Etiket arşivi: abdulkadir haktanır

Allah Övülmek Mi İster? Allah’ın Övülmeye İhtiyacı Var Mıdır?

Bir kardeşimiz soruyor. Bugün şöyle bir soru ile karşılaştım. Allah’ın bizim onu övmeye ihtiyacı yok. Öven melekler var. Niçin bizi yaratmış ve niçin övülmesini istemiş? Böyle bir soruya müspet cevap nasıl olur? Allah’a emanet olun.

Cevabımız

Değerli Kardeşimiz;

Allah hiçbir şeye muhtaç değil, övülmeye de muhtaç değildir. Allah’ın övülmeyi istemesi genel olarak iki şeyden kaynaklandığı düşünülebilir: Allah’a bakan yönü, insana bakan yönü. Ancak biz bunu birkaç madde halinde açıklamaya çalışacağız:

a. Her sanat ve maharet sahibi kendi sanat ve maharetini sevdiği gibi, Allah da kendi sanat ve maharetini sever. Kendi harika sanatını, eşsiz maharetini sevmeyen, ona değer vermeyen kimse, kendini tanımayacak, güzel sanatının kıymetini bilemeyecek kadar cahil olduğuna hükmedilir. Eşsiz bir cemal ve kemal sahibi, benzersiz bir sanat ve maharet sahibi yüce Yaratıcının bu güzelliklerini görmemesi, onlara değer vermemesi düşünülebilir mi?

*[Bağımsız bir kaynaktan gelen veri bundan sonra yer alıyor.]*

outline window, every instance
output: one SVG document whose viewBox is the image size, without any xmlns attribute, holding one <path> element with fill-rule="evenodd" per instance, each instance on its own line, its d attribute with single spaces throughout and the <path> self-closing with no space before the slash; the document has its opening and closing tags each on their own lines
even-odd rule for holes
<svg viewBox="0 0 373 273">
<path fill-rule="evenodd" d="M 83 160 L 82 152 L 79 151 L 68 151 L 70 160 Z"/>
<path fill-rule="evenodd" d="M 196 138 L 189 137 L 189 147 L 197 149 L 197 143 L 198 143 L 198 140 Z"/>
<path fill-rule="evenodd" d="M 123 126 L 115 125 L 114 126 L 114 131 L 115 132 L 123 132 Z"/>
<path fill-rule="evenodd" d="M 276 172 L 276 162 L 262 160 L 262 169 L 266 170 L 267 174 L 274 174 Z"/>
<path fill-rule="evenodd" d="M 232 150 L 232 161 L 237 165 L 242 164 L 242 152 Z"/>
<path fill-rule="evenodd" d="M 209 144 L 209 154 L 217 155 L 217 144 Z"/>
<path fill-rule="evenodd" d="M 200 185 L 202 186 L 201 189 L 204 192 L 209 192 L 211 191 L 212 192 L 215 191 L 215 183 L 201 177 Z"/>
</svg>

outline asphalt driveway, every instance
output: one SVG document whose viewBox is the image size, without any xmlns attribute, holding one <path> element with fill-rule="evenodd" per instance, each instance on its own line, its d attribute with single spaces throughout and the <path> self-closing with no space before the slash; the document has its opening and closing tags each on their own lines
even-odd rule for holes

b. Kendi sanat ve maharetini seven, beğenen herkes, o harika sanatların başkası tarafından takdir edilmesinden memnunluk duyar. Böyle bir duyguya sahip olmayan kimsenin bir eksikliği var demektir. İnsan için bu husus bir ihtiyaçtan kaynaklansa bile, Allah için düşünüldüğünde elbette bu bir ihtiyaçtan kaynaklanmaz. Ancak, Allah’ın da kendine mahsus –hiçbir şeye muhtaç olmayan varlığına yakışır- bir kudsi memnuniyeti, kutsi lezzeti vardır. 

c. Allah’ın sıfatları sonsuz olduğuna göre, onun kutsi memnuniyeti de sonsuzdur. Bu sonsuz memnuniyetini -sırf bir lütuf, bir değer vermenin ölçüsü olarak- kâinatta en mükemmel varlık olarak yarattığı ve vahiy mesajlarına muhatap kabul ettiği insanlarla paylaşması da o nispette geniş bir yelpazede ve bütün zaman dilimlerinde cereyan edecektir.

Bunu hazmedemeyen varsa, vicdanının derin sesine kulak versin, “tasdik” sinyallerini duyacaktır.

d. Bütün kâinat hal diliyle Allah’ı tespih etmekte, onun kusursuz, mükemmel bir sanatkâr olduğunu haykırmaktadır. İnsanın gözü, kulağı, midesi, bağırsağı, sindirim sistemi, dişleri, damağı ve dimağı da bu tespih harmonisine katılmaktadır.  Mükemmel sanat, sanatkârın mükemmelliğini göstermektedir.

Acaba, bütün kâinatta en mükerrem, en muhterem bir varlık olarak yaratılan, kendi yaratıcısına karşı en sevimli, en nâzik ve nazenin olması gereken insanı yalnızlıktan kurtarmak, bu umumi tespih harmonisine katılmaya davet etmek, insana verilen bir değer değil de nedir?

Demek ki, Allah’ın övülmesini istemesi, kendi ihtiyacından değil, insanların ihtiyacına bakar. “İnsan ihsanın/iyiliğin kulu, kölesidir” düsturu, bu gerçeğe işaret etmektedir. Bütün her şeyini kendisine borçlu olduğu Allah’a karşı her an saygıyla dolu olmak, sonsuz nimetlerine karşı teşekkür etmek, iyiliklerini nankörlükle ört-bas etmeyip –överek- ilan etmek ne kadar güzel bir hakikat ise, bu vicdanî hazzı duyması için insana, bu lezzet verici teşekkür ve övgülerini nasıl yapması gerektiği konusunda rehberlik etmek, övgünün şeklini öğretmek de o kadar güzel bir hakikattir.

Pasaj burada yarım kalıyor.